Alexander R Pruss said...

It is good for one to do one's duty and bad for one to have neglected to do one's duty. Thus far, it is good to be coerced to do one's duty. Of course, there may be other reasons why a particular instance of coercion isn't good.

Larry said...

But by that reasoning, couldn't a slave owner then assign the term duty to a slave's requirements and it would be considered good?

Alexander R Pruss said...

Sure, he could assign the *term* "duty" to it.
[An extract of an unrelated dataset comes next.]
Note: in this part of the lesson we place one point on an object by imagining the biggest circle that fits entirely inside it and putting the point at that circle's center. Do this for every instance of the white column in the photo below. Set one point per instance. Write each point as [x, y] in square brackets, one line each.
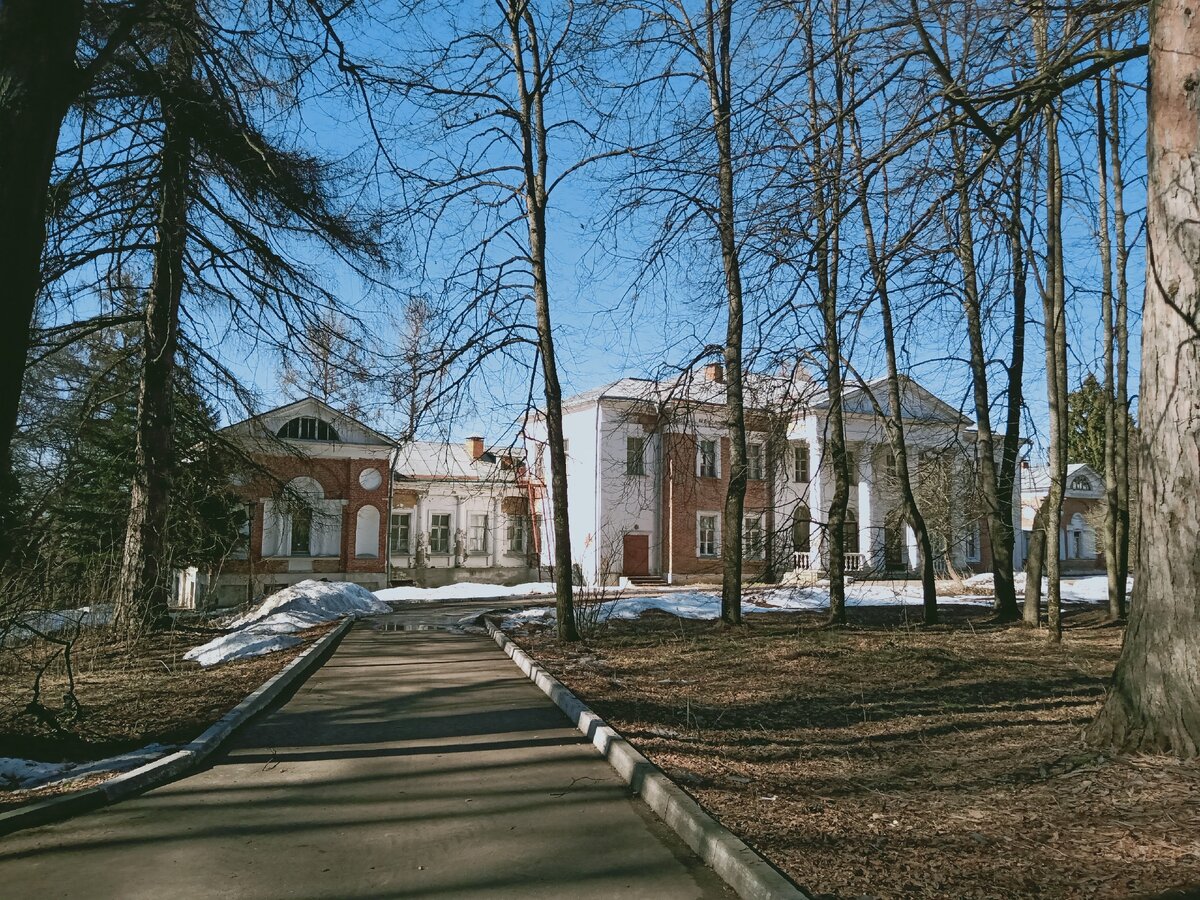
[816, 503]
[865, 473]
[493, 522]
'"Father," said one of the rising generation to his paternal progenitor, "if I should call this cow's tail a leg, how many legs would she have?" "Why five, to be sure." "Why, no, father; would *calling* it a leg *make* it one?" (Stears)

Larry said...

I think is where I'm stuck. If a collection of individuals gets to determine what my duty is, there seems to be no objective point between zero coercion and slavery. Any arbitrary reason (physical fitness, intelligence, wealth or lack thereof, etc) could be used to justify coercion and then call it duty - but it wouldn't make it *duty* any more than calling a cow's tail a leg makes it a leg.

Alexander R Pruss said...

Well, there is a difference between a collection of individuals and a community. A community is a collection of individuals ordered to a common good. And while one has a duty to contribute to that common good, and to do so in ways that coordinate well with the contributions of others, which calls for some form of authority to ensure that coordination, not every ordinance of the community yields a duty. The ordinance must be ordered to the common good, at least minimally reasonable, not unfair, not immoral to obey, etc.

One might worry that the draft is not even minimally reasonable because it is too onerous a requirement. However, in the case I sketched, where the risk to life is not enormous but the stakes are great, I don't think the requirement is too onerous.

I suspect that if the draft as I describe were combined with a relief from all taxation for the rest of one's life, many people would go for it. If so, then the requirement is not enormously more onerous than being taxed.